Digital Marketing

Online Articles: Where Do They Go?

There are websites that provide excellent platforms for authors to publish articles to express their views on various topics. They offer support and encouragement to help produce high-quality work that will attract many readers. Not only are authors helped to build a reputation, but links to the author’s website are also provided to enable interested readers to learn more or access quality products and services. Articles may also be copied and reproduced on other websites under guidelines known as the Acceptable Use Policy (AUP). Everything is fine as long as the policy is followed, but unfortunately there are many cases where it is not, and pirated copies are used to promote other authors or other websites, or to boost sales of rival products.

The present author recently produced a series of articles on silk dresses and plus size issues to help a friend who sells Vietnamese silk dresses in Europe. These articles were well received and attracted clicks to the corresponding website. However, the articles were quickly copied on other websites offering plus size silk dresses, some with correct attribution and some without. One was found that provided a link to the original article, but two others reproduced the article with a new author name. While this may testify to the quality of an article, it is certainly not acceptable use.
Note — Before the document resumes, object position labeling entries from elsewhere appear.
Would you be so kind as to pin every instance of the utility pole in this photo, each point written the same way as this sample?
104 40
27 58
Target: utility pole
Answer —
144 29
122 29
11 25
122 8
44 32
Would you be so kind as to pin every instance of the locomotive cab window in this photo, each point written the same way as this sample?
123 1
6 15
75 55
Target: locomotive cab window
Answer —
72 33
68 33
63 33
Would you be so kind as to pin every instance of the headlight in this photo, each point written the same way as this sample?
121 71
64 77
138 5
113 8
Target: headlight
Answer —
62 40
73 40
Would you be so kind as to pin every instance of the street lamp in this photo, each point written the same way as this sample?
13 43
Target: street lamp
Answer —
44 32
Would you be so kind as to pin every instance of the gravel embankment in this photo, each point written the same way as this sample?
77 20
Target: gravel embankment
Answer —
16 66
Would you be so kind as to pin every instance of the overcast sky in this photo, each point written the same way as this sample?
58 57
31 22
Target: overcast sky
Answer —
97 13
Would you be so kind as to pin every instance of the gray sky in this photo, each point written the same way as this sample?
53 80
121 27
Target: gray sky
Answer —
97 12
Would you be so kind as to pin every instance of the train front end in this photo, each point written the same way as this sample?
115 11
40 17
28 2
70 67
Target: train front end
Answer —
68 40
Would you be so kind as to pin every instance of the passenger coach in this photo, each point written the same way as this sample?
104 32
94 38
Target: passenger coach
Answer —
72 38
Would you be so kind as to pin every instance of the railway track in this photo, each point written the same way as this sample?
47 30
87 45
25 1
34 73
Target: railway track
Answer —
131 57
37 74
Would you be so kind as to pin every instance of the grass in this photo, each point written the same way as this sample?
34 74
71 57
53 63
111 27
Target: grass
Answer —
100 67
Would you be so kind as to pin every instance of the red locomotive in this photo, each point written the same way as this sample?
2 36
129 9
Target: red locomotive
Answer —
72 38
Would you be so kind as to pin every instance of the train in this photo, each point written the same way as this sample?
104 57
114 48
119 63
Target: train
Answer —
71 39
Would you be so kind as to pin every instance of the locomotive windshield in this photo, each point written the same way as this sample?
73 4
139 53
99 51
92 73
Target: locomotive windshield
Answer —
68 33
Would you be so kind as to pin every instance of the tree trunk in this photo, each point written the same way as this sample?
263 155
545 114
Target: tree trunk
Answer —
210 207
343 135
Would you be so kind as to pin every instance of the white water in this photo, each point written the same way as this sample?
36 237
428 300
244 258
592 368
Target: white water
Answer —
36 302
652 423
Perhaps the most annoying misuse of an author’s work is when one finds their article reproduced in some corrupt language, perhaps in an attempt to make it understood by people who only speak basic English or a local dialect. The present author has found one African and two Asian websites that have mutilated articles in this way. In such cases, you certainly don’t want to retain attribution, but you do need to control the practice.

The present author has the experience of publishing more than two hundred articles and finding them copied more than three hundred times, an average of one and a half times for each article! Even if not all of them were transferred to other websites, one must suspect that considerable bleeding is taking place. This would reflect well on both the author and the publishing website if it were done in accordance with the AUP, but in many cases this is not the case. Individual cases of abuse can be pursued through the system by perpetrators, but this is time consuming and piecemeal. Even finding the offending websites is difficult. As the number of instances runs into the hundreds, there are inevitably many that go unnoticed or unresolved. Something needs to be done to provide more effective control.

Third parties seem to be able to take articles and adapt them to their own ends, changing the attribution and even mutilating the text. This could be avoided, for example, if articles could be copied only in some form of “read-only” format, including attribution. Until something like this is possible, authors will continue to suffer at the hands of unscrupulous website owners who are willing to ignore the Acceptable Use Policy.